The next generation of lithium based batteries can be expected to be based on lithium alloy forming anode materials which can store up to ten times more charge than the currently used graphite anodes. This increase in the charge storage capability has motivated significant research towards the commercialization of anode materials such as Si, Sn and Al. These alloy forming anode materials are, however, known to exhibit significant capacity losses during cycling.
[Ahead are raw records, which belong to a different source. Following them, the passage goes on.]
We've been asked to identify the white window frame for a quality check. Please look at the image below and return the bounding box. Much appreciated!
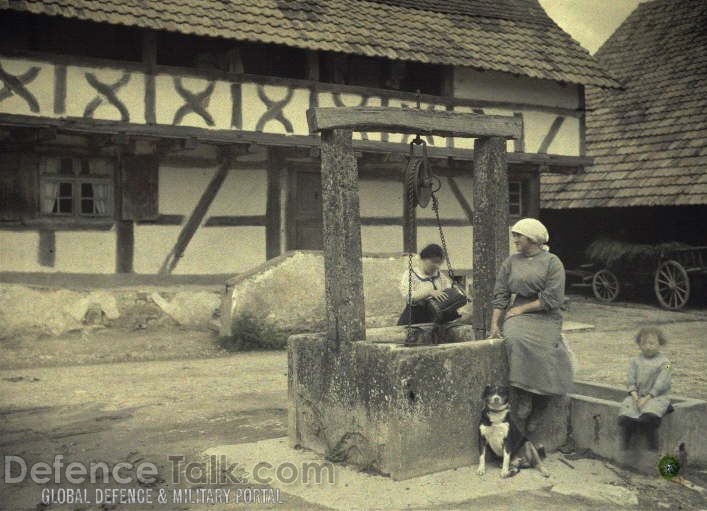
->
[39,155,115,219]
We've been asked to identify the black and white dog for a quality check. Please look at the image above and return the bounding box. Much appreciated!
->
[477,385,550,477]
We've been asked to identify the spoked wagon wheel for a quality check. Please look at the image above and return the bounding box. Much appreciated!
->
[653,260,690,310]
[592,270,621,303]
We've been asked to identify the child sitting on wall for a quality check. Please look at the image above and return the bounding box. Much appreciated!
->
[619,327,672,451]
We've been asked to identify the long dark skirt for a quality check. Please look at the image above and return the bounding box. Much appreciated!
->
[503,313,572,396]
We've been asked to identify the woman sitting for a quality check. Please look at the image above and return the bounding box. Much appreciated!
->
[491,218,573,433]
[398,244,452,325]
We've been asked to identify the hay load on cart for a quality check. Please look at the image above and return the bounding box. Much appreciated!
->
[567,239,707,310]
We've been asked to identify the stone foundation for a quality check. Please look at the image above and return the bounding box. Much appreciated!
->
[288,327,569,480]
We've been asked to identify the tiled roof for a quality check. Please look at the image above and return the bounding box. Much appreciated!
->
[542,0,707,209]
[0,0,617,87]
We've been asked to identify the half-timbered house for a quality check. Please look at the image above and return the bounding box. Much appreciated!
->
[0,0,617,275]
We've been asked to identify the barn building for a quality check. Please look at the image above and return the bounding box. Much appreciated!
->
[542,0,707,272]
[0,0,616,276]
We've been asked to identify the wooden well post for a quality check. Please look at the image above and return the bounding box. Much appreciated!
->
[307,107,522,344]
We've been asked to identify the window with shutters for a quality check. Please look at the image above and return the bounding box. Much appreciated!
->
[39,157,114,218]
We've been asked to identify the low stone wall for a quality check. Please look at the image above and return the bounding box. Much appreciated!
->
[288,326,569,480]
[221,251,434,336]
[570,382,707,474]
[0,284,220,337]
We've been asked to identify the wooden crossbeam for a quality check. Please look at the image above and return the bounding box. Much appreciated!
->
[307,106,523,139]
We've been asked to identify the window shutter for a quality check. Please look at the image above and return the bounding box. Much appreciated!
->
[120,154,159,220]
[0,153,39,221]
This is typically ascribed to the volume expansion associated with the formation of the lithium alloys (the volume expansion is e.g. about 280 % for Li3.75Si) resulting in electrode pulverization as well as continuous solid electrolyte interphase (SEI) layer formation [1-3]. While significant progress has been made to decrease the volume expansion problems by the use of e.g. nanoparticles, nanorods and thin films, and/or capacity limitations [1-3], capacity losses are still generally seen [4,5]. This and previously published data suggest that the phenomenon may be due to another effect and that this in fact could stem from lithium trapping in the electrodes [6-8].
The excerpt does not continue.